The title Gypsy, of course, refers to Gypsy Rose Lee (1911-1970; played as an adult by Natalie Wood), famous for he striptease act. But we don't get any of that until almost the end of the movie. She was born Rose Louise Hovick (called Louise for most of the movie), with a sister June (who in real life became June Havoc). Her mother Rose (Rosalind Russell) had worked vaudeville and was now a single mother with a bunch of ex-husbands, so she's trying to push her two kids into vaudeville. Well, mostly Baby June since she's the one Mom thinks has talent.

An audition run by Herbie Sommers (Karl Malden) goes badly, with Herbie basically walking out on the producer and taking the show on the road, as it were, with the Hovicks. Mom comes up with an idea that has them and a bunch of boys be a child act, but of course they're all going to grow up and the depression is going to come, which is what ultimately kills vaudeville. Mom tries every trick in the book to get bookings for the act, and is also an incredibly pushy stage mother, who seems to care more about the kids' performing than the kids themselves do.

Eventually, they reach the end of the line. The boys are grown up and haven't been paid regularly. One of them has fallen in love with June and the two elope, planning to quit the act, leaving just Rose, Louise, and Herbie. Mom starts all over again, hiring a bunch of no-talent girls to be the new act, and putting Louise in the starring role, even though she doesn't seem to have anywhere near the talent that June had.

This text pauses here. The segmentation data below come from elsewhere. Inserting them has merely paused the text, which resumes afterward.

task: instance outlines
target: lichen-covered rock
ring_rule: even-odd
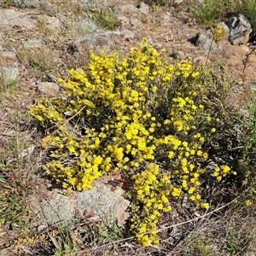
[[[72,226],[76,218],[90,217],[119,226],[128,217],[125,212],[130,202],[123,190],[105,183],[97,183],[90,190],[73,191],[69,195],[57,192],[43,192],[31,198],[31,208],[46,225]],[[87,216],[90,215],[90,216]]]
[[[248,42],[252,26],[245,16],[238,15],[232,17],[226,25],[230,28],[229,39],[232,44],[243,44]]]

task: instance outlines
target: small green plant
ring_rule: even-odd
[[[212,248],[209,247],[206,243],[204,237],[198,237],[194,242],[193,256],[209,256],[212,251]]]
[[[90,189],[102,175],[130,175],[131,230],[144,246],[159,243],[158,219],[172,209],[172,198],[187,194],[209,207],[201,188],[209,174],[198,160],[208,159],[204,143],[223,119],[211,115],[218,78],[211,82],[189,60],[168,64],[162,55],[146,39],[127,57],[91,51],[87,68],[59,79],[66,99],[44,98],[30,108],[49,134],[44,170],[63,188]],[[221,163],[210,175],[220,182],[231,173]]]
[[[222,251],[230,255],[240,255],[244,253],[246,243],[246,237],[239,237],[238,231],[228,230],[225,246]]]
[[[99,24],[99,26],[105,30],[113,30],[118,26],[118,18],[110,10],[99,11],[91,9],[90,16],[93,20],[96,20]]]
[[[78,244],[73,241],[72,234],[67,230],[59,230],[55,236],[58,242],[58,248],[55,251],[54,256],[75,256],[79,249]]]

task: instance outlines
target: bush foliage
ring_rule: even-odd
[[[218,183],[236,174],[226,162],[205,168],[206,145],[229,121],[217,109],[220,73],[209,75],[189,60],[168,64],[164,51],[143,39],[127,56],[90,52],[87,67],[59,80],[60,98],[30,108],[49,134],[44,169],[64,189],[90,189],[113,172],[129,175],[131,230],[144,246],[159,243],[159,217],[173,199],[186,194],[207,209],[205,177]]]

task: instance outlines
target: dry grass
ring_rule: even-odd
[[[5,42],[11,44],[17,50],[21,65],[26,67],[20,84],[28,79],[36,82],[43,81],[47,79],[49,74],[65,78],[67,69],[83,67],[88,61],[87,55],[67,52],[72,38],[84,32],[84,27],[76,26],[75,22],[83,19],[86,20],[88,12],[81,8],[79,1],[49,2],[51,8],[46,5],[39,9],[41,16],[38,20],[36,32],[22,34],[11,32],[4,38]],[[49,14],[65,16],[63,23],[66,26],[61,30],[49,28],[46,20],[46,15]],[[96,14],[102,15],[102,12],[101,10]],[[112,19],[112,15],[109,17]],[[98,24],[104,19],[100,17]],[[114,19],[110,21],[111,26],[116,22]],[[19,43],[35,38],[40,42],[38,48],[27,48],[26,44]],[[237,204],[232,203],[219,212],[193,221],[206,212],[190,205],[186,208],[177,204],[175,211],[163,217],[160,222],[160,228],[163,230],[160,230],[162,240],[160,247],[143,248],[137,246],[133,239],[123,240],[122,236],[119,241],[108,242],[105,238],[99,237],[93,226],[89,225],[87,228],[90,232],[84,234],[83,224],[68,231],[49,228],[38,232],[36,229],[37,218],[29,209],[27,199],[37,191],[38,178],[44,177],[40,172],[44,152],[38,148],[38,141],[44,135],[33,127],[26,112],[33,97],[36,100],[38,95],[32,94],[31,88],[24,89],[17,86],[17,84],[18,81],[3,81],[0,72],[0,106],[3,107],[0,111],[1,255],[225,256],[245,255],[247,251],[254,250],[256,208],[253,205],[246,207],[242,199]],[[13,85],[15,90],[10,95],[6,89]],[[18,96],[19,94],[20,96]],[[27,99],[29,95],[31,98]],[[24,98],[26,98],[27,106],[22,106]],[[20,106],[24,108],[22,113]],[[218,198],[214,200],[218,201]],[[219,207],[228,202],[221,200]],[[189,222],[173,226],[186,221]],[[116,235],[118,230],[113,232]],[[127,234],[124,234],[124,237]],[[18,239],[24,237],[33,237],[34,241],[19,244]],[[58,248],[56,242],[61,245]]]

Louise's transition to Gypsy comes when Herbie gets the act a booking in Wichita. Only, it's not a vaudeville house but a burlesque house, with the Hovick act, now the Hollywood Blondes, being booked to be the "clean" entertainment between acts, much like Maureen O'Hara in Dance, Girl, Dance or the Britt Ekland character in The Night They Raided Minsky's (in fact, Minsky's Burlesque does get a brief mention in Gypsy). However, Mom is extremely unhappy with this. When circumstances conspire such that the owner needs somebody to do the "striptease" in a pinch, Louise volunteers and becomes Gypsy Rose Lee.

In a montage of her doing her number in a bunch of places, Gypsy becomes successful, enough so that Mom decides to look her up, although that might cause quite a bit of tension.

I think that fans of musicals will probably enjoy Gypsy, while other people will enjoy it somewhat less. Rosalind Russell plays Mama Rose as so obnoxiously pushy that for me she became grating. Wood does well, and Malden provides pretty good support in what I found to be a relatively thankless role. But for me it was the musical numbers, which are of course old-fashioned since the movie is set in the 1920s and 30s, that didn't work for me. I also felt the whole striptease montage was a copout. (I've never seen the stage musical, so I don't know how it's handled there.)

Still, Gypsy shows all the pizzazz that Hollywood studios would try to bring in the 1960s to what was becoming a dying genre, which also makes it a bit of an interesting artifact. It's just one that can be a bit of a slog at times.